State Senator Jose Menedez filed Senate Bill 269 to allow for a more comprehensive medical marijuana program. Menedez filed this bill to help others with conditions like PTSD to get access to another treatment option. The Senator has veterans, like Amanda Berard, in mind.
Berard suffers from PTSD from her time in the U.S. Army, according to KHOU News. Berard was a combat medic. Sexual assault led to PTSD.
She said, “I experience it with depression and in hypervigilance.”
Her PTSD is treated with a cocktail of pharmaceuticals. She said, “You’re given a cocktail of medication. A cocktail of pharmaceutical pills. I have five or six different medications that I’m supposed to take. The prescriptions, I feel, are like a Band-Aid solution.”
Amanda is working on writing a thesis paper around the effectiveness of marijuana for veterans suffering from PTSD.
Senator Menedez agrees with Berard and groups like NORML, in the regard that medical marijuana should be available just like other prescription drugs.

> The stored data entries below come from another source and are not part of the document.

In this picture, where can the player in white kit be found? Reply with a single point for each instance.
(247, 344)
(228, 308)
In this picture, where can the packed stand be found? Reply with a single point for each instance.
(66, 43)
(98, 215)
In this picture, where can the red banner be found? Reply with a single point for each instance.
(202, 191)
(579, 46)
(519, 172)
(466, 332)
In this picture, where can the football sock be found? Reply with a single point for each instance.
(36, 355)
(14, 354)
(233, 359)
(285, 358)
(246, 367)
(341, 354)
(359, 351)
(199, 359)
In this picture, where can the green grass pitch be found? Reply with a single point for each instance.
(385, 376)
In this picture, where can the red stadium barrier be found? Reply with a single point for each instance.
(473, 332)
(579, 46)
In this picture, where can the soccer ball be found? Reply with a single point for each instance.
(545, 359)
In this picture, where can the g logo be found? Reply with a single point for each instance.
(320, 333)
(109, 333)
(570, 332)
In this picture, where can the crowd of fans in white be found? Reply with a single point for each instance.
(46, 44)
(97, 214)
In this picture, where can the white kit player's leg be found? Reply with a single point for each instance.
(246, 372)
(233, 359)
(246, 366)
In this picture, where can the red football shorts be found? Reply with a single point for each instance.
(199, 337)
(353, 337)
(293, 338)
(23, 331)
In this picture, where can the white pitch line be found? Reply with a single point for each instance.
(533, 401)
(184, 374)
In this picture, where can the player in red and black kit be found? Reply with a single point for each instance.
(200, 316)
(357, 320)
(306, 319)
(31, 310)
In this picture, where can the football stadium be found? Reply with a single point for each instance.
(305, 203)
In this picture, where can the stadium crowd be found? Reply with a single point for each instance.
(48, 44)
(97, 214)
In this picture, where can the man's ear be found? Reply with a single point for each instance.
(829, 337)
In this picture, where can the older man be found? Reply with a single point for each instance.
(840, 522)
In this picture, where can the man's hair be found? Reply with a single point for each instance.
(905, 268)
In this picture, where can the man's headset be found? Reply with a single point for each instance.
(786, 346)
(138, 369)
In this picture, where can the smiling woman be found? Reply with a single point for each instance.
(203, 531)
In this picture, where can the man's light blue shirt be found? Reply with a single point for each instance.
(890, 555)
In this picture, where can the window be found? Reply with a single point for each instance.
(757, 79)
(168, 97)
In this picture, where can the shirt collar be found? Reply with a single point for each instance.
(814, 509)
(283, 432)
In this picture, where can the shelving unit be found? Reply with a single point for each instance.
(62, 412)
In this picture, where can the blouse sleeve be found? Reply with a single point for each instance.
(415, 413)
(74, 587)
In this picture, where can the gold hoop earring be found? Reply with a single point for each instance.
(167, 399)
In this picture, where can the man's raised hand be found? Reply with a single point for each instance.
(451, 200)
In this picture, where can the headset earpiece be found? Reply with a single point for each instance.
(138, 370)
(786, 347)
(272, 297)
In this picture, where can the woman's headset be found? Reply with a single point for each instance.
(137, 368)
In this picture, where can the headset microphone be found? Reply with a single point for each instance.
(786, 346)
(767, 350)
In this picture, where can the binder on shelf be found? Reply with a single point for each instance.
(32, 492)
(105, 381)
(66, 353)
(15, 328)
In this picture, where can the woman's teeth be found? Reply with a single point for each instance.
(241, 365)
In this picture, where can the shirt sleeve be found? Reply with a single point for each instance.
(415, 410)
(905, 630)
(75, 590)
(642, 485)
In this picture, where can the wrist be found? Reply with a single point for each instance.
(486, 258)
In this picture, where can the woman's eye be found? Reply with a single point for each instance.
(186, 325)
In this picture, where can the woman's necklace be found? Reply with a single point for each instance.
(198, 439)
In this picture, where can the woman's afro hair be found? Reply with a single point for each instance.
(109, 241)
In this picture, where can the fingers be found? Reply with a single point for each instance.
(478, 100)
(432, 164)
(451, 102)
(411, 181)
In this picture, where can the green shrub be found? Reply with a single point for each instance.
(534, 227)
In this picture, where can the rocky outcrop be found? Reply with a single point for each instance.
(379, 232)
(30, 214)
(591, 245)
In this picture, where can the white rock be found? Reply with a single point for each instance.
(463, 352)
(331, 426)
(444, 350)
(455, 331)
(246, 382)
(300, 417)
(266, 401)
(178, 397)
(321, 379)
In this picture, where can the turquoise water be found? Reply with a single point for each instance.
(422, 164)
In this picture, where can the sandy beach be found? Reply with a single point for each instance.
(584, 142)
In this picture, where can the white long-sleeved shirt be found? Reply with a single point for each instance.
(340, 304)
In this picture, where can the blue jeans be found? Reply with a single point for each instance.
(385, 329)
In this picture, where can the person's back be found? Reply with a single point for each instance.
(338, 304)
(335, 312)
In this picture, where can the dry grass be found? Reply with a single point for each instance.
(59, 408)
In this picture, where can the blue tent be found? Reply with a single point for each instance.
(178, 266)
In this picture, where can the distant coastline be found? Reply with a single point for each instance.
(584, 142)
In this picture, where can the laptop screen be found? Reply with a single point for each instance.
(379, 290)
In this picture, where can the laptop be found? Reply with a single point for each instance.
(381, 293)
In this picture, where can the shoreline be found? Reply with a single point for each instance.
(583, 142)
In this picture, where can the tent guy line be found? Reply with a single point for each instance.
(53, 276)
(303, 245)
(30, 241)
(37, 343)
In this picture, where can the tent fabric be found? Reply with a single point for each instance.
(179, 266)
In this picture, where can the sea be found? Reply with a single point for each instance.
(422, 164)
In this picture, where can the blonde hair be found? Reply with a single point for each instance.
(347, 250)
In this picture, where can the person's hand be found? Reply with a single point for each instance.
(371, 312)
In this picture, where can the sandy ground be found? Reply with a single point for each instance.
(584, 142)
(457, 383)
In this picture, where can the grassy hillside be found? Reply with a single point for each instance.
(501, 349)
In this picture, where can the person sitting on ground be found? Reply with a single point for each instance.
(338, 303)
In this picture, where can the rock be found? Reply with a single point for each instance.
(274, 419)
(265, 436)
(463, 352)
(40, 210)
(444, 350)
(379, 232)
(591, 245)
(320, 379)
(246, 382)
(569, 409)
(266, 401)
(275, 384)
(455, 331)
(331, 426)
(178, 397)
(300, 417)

Senator Menedez said, “I’d like to make it legal for doctors to prescribe or recommend medical-based cannabis. I’m literally saying that now you can have another medicine at your pharmacy.”
Menedez also said, “Why are politicians in Texas picking and choosing which compounds or molecules they can prescribe as medicine? They say they have scientific-based evidence that cannabis medication can help people with PTSD, help pain without side effects.”
Senator Menedez has spoken with veterans and for many, the pharmaceuticals don’t work. In a lot of cases, the pharmaceuticals make their symptoms worse.
Menedez said, “If we feel it’s good enough for those children and those seizures, why do we oppose helping veterans with PTSD? Or someone with cancer? Or glaucoma? What’s the logic?”
The U.S. Department of Veterans Affairs itself acknowledges that marijuana can be used to treat PTSD.